There is a trail which brings you to a small bay on the southern coast of Ilulissat. Starting with 4 000 years ago this area – Sermermiut – was inhabited by several cultures successively; the area is rich with fresh water from the ice sheet, offers marine life and consequently was possible to sustain human lives. This is a very important place for archaeological excavations and it is protected by UNESCO due to its uniqueness and outstanding universal value.
I left the airbnb at 5:30 and came here at 6. When I left the room, it was snowing shyly. When I reached the trail to Sermermiut, in front of me was the dream scenery – it was snowcovered, serene and absolutely perfect to be at. Not to mention that I was the first human on the plank trail. It was snowing the night before enough to make the trail at certain points merged with the soil, so I had to be careful in order not to fall through the ice on the edges of this plank trail. Everything around me was visually extremely appealing and made me really content with being there.

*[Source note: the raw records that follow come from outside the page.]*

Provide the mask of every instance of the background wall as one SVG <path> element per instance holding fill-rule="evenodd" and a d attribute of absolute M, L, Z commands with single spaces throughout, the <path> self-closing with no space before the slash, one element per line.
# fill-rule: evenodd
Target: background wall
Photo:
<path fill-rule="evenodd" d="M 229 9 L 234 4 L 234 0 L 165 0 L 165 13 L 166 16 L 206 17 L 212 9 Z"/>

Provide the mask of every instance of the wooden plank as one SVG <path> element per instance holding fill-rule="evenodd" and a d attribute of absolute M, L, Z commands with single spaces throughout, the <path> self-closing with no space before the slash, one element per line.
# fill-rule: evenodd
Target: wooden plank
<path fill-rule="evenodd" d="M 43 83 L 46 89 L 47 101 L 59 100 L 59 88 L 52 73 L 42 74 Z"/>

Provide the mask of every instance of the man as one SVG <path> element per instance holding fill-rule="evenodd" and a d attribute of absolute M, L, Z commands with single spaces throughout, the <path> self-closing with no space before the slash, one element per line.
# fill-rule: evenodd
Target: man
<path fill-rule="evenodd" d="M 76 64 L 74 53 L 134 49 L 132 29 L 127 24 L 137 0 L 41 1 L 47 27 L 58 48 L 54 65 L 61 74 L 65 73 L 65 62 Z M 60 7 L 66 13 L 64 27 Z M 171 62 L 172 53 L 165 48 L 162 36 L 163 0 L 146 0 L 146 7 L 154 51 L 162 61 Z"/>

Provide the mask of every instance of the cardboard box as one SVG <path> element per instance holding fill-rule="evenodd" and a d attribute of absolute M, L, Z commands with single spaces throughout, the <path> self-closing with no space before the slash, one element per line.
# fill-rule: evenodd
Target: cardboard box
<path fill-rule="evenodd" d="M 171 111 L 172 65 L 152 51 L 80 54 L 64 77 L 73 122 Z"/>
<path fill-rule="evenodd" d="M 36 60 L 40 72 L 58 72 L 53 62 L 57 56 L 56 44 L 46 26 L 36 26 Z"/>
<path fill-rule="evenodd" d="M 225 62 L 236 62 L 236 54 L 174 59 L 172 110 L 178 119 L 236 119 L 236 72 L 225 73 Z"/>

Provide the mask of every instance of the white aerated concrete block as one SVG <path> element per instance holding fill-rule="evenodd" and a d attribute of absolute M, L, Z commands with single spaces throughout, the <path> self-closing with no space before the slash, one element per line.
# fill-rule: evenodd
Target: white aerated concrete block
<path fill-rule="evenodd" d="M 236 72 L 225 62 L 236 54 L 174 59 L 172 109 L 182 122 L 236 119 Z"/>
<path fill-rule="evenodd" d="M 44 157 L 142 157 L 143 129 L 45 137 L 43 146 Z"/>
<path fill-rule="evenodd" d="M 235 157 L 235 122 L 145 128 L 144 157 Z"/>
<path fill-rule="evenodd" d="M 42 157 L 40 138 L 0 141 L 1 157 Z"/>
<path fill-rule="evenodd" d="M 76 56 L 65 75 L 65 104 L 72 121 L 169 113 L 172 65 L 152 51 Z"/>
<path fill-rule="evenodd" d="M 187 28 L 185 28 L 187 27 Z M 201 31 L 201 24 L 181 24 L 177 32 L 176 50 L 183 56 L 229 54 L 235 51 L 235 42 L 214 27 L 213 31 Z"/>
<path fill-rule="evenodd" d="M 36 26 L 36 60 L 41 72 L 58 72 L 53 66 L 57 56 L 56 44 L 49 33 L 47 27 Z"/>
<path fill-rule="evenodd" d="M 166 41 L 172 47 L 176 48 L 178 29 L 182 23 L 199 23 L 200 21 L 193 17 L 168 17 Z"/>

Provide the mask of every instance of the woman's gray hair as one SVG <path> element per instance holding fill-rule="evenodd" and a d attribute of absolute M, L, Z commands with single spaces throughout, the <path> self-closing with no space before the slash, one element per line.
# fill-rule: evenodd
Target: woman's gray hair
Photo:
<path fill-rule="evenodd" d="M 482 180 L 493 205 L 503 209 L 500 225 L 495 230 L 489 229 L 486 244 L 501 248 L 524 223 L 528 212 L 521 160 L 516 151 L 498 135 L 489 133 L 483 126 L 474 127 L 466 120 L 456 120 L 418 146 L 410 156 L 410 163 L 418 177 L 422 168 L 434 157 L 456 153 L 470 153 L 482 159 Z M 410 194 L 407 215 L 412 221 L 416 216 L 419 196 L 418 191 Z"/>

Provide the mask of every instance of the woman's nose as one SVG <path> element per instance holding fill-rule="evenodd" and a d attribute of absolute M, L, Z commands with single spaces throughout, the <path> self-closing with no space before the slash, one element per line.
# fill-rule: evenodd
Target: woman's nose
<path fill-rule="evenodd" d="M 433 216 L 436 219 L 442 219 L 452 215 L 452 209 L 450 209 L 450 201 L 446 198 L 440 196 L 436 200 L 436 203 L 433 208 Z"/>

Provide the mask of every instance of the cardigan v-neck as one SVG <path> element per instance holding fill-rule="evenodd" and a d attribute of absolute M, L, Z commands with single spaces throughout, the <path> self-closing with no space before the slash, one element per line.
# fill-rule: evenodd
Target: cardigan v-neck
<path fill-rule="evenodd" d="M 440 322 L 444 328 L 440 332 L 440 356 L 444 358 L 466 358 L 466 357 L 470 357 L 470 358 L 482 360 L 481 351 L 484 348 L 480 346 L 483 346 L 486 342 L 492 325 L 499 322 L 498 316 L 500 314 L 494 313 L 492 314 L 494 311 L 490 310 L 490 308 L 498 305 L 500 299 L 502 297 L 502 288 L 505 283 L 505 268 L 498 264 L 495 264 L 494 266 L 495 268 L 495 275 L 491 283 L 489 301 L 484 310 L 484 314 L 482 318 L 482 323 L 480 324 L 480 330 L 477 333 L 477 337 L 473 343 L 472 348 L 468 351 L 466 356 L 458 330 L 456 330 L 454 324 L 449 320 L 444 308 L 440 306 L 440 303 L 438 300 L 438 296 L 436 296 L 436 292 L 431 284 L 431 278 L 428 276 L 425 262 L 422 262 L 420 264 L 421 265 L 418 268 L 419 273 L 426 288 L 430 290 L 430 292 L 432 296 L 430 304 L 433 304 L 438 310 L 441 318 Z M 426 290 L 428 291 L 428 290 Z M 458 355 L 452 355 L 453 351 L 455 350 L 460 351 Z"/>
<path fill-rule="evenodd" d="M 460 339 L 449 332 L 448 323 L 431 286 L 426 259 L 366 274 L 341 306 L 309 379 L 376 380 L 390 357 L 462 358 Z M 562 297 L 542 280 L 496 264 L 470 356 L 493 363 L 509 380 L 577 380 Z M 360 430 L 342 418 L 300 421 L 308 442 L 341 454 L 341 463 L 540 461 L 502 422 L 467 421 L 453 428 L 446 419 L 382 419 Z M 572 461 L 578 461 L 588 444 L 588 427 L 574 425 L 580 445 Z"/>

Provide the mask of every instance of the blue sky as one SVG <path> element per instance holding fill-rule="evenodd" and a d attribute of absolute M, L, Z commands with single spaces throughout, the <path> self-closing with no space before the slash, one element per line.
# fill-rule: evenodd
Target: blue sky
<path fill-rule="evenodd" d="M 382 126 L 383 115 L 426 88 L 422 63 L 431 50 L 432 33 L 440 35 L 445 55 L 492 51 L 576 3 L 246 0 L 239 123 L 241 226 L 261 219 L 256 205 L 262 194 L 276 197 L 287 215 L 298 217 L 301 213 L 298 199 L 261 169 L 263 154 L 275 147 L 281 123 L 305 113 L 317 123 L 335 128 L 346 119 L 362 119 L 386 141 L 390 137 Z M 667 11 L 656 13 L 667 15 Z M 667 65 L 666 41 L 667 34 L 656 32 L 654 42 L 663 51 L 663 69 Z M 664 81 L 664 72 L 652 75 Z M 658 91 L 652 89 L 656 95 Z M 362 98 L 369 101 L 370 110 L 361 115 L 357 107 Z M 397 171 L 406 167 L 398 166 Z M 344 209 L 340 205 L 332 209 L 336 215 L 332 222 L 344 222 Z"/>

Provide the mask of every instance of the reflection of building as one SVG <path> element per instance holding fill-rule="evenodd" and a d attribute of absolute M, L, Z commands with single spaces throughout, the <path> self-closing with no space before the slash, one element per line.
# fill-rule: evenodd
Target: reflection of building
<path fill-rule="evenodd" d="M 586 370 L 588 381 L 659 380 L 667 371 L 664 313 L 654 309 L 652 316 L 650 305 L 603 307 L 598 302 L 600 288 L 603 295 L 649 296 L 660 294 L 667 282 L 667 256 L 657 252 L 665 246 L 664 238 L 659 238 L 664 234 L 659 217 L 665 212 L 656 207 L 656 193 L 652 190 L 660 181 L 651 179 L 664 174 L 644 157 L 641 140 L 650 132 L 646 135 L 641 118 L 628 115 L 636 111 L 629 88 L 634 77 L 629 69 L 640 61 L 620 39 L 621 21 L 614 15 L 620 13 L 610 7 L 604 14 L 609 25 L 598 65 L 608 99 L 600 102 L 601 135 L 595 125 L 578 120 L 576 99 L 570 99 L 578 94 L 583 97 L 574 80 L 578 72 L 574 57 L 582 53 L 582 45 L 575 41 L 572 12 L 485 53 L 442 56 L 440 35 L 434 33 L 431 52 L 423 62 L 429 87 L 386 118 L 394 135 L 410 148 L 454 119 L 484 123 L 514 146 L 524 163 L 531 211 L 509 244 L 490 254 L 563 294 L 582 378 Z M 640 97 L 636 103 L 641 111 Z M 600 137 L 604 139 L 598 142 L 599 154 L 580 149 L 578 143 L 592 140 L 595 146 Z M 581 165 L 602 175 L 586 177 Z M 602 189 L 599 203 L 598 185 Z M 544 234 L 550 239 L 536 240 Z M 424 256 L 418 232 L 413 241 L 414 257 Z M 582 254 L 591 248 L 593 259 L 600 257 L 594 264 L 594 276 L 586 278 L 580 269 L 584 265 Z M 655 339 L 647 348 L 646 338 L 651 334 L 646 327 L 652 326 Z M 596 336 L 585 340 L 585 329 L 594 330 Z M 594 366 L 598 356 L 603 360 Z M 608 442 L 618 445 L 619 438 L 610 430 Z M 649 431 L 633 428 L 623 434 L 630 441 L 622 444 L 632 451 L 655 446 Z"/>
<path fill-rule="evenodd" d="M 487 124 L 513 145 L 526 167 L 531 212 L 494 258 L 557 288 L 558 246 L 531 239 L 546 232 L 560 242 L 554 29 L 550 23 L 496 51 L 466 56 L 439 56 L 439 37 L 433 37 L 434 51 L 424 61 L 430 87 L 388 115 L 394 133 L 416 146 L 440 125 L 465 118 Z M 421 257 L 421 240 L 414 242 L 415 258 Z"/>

And the icebergs. Oh, the icebergs. I will never become bored by the icebergs. Dear Sermeq kujalleq, you are doing a tremendous job. Keep releasing the icebergs into the Isfjorden, I will return, you can be sure about that.

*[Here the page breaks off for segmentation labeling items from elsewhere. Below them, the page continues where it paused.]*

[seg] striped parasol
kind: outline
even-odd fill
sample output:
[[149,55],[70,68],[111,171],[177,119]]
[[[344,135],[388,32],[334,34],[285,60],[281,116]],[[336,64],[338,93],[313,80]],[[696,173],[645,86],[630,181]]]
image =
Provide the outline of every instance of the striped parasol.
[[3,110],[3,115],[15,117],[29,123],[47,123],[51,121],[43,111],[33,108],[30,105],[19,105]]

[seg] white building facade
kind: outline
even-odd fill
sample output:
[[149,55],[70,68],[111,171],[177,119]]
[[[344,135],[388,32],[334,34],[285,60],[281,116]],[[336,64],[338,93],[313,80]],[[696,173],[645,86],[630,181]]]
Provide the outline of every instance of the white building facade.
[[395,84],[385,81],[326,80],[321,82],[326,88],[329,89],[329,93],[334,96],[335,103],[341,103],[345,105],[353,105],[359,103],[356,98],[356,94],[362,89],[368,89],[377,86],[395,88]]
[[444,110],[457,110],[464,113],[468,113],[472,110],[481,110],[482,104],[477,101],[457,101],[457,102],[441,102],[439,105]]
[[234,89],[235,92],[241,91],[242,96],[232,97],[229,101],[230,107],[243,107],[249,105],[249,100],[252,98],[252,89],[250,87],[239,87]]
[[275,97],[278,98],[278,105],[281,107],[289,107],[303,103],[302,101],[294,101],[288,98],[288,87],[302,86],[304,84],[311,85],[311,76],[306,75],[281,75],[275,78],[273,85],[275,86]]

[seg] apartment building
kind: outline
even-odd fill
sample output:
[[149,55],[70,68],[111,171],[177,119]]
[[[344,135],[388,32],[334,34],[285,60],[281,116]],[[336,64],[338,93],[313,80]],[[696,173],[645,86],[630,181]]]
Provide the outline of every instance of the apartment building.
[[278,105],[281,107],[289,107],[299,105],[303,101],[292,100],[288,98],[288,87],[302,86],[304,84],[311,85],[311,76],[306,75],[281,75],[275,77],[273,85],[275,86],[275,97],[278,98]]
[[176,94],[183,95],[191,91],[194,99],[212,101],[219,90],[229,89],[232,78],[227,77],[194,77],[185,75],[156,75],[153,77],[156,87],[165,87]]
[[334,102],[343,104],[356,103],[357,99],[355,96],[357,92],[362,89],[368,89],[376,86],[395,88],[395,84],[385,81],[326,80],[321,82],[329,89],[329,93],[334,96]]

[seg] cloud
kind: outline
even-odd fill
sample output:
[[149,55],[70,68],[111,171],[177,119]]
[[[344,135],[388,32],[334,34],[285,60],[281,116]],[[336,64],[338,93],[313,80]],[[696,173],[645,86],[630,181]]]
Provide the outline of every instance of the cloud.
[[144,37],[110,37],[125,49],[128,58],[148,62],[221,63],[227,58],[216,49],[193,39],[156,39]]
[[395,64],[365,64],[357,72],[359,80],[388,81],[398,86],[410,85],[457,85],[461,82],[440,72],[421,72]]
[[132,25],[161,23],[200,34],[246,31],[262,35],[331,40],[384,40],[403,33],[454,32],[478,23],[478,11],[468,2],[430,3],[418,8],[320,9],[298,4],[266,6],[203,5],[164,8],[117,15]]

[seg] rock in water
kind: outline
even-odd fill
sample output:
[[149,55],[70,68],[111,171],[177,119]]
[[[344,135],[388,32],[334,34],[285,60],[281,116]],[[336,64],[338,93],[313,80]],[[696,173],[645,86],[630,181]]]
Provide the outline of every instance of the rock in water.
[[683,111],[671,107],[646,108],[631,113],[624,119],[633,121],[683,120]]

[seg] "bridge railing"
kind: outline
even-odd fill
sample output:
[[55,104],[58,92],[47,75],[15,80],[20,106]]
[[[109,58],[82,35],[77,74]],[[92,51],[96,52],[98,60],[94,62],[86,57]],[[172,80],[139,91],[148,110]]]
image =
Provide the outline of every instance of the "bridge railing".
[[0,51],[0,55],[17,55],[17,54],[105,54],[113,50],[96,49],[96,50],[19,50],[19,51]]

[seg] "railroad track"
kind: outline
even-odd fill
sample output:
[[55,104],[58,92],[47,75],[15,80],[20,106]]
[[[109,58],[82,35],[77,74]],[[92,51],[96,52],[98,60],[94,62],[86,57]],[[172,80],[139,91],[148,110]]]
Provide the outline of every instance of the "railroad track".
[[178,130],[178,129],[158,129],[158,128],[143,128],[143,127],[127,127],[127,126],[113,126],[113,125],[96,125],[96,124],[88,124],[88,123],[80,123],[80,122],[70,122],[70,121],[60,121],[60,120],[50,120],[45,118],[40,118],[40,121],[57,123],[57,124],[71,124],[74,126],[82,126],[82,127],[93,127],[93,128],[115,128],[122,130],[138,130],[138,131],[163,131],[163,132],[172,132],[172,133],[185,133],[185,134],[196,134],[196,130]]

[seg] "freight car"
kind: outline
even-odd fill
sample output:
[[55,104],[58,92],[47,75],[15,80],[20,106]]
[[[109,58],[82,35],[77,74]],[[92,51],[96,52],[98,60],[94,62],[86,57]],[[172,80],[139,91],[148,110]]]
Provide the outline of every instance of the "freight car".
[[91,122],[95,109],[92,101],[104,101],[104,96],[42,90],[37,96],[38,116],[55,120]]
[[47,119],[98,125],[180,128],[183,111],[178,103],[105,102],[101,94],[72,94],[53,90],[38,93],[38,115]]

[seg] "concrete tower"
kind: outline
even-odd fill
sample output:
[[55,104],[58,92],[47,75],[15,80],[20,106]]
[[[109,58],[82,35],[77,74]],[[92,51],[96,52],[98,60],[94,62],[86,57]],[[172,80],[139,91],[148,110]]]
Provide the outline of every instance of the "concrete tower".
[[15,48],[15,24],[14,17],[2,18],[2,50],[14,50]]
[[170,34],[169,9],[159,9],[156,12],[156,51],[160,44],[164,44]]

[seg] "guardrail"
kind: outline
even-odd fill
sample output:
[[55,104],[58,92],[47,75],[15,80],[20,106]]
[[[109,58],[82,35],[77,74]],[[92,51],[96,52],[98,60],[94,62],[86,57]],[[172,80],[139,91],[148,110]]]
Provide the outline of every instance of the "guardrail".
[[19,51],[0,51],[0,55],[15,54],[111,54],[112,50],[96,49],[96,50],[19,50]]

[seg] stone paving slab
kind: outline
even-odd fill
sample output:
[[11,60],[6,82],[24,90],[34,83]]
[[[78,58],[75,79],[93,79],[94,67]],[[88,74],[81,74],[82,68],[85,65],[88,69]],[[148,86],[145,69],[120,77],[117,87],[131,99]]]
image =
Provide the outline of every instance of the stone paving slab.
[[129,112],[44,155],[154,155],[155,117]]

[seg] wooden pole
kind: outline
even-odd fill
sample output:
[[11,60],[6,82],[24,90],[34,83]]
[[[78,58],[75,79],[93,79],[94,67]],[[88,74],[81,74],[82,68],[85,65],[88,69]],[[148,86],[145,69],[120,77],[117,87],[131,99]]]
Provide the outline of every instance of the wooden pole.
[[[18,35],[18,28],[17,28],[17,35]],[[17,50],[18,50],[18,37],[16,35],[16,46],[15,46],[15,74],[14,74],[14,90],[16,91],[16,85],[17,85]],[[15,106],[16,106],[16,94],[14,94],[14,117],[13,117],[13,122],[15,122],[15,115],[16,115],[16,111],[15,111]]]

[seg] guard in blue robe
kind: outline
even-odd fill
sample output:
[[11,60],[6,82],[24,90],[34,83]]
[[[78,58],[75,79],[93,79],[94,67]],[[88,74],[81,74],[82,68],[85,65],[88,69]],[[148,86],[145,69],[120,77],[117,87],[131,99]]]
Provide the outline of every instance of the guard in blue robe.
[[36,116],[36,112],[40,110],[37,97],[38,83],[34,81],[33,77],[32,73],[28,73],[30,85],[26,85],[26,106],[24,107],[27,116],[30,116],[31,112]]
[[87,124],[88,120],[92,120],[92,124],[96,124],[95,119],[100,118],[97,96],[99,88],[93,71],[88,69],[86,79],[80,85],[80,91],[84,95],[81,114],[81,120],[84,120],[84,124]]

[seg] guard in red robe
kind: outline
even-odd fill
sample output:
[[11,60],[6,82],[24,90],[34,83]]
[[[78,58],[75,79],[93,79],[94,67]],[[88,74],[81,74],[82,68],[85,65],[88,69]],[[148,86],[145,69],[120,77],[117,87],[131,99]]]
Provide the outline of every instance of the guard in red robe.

It is forbidden to approach the shores of the Isfjorden; the advice is to stay at a safe distance. The icebergs calving off the Sermeq kujalleq can be unpredictable and they flip, collapse or break easily, which causes tsunamis. There are no “fun” tsunamis to begin with, but to end up in these nearly frozen waters surely brings death due to hypothermia which occurs after a few minutes if you are dressed in anything else but a drysuit.
This trail is quite short and very easy to do; it is incredibly scenic and needs to be done when you visit Ilulissat no matter what. When I reached the end of it, I continued to the Blue trail, or in my book, the Dream trail (I am not exaggerating one bit, I swear).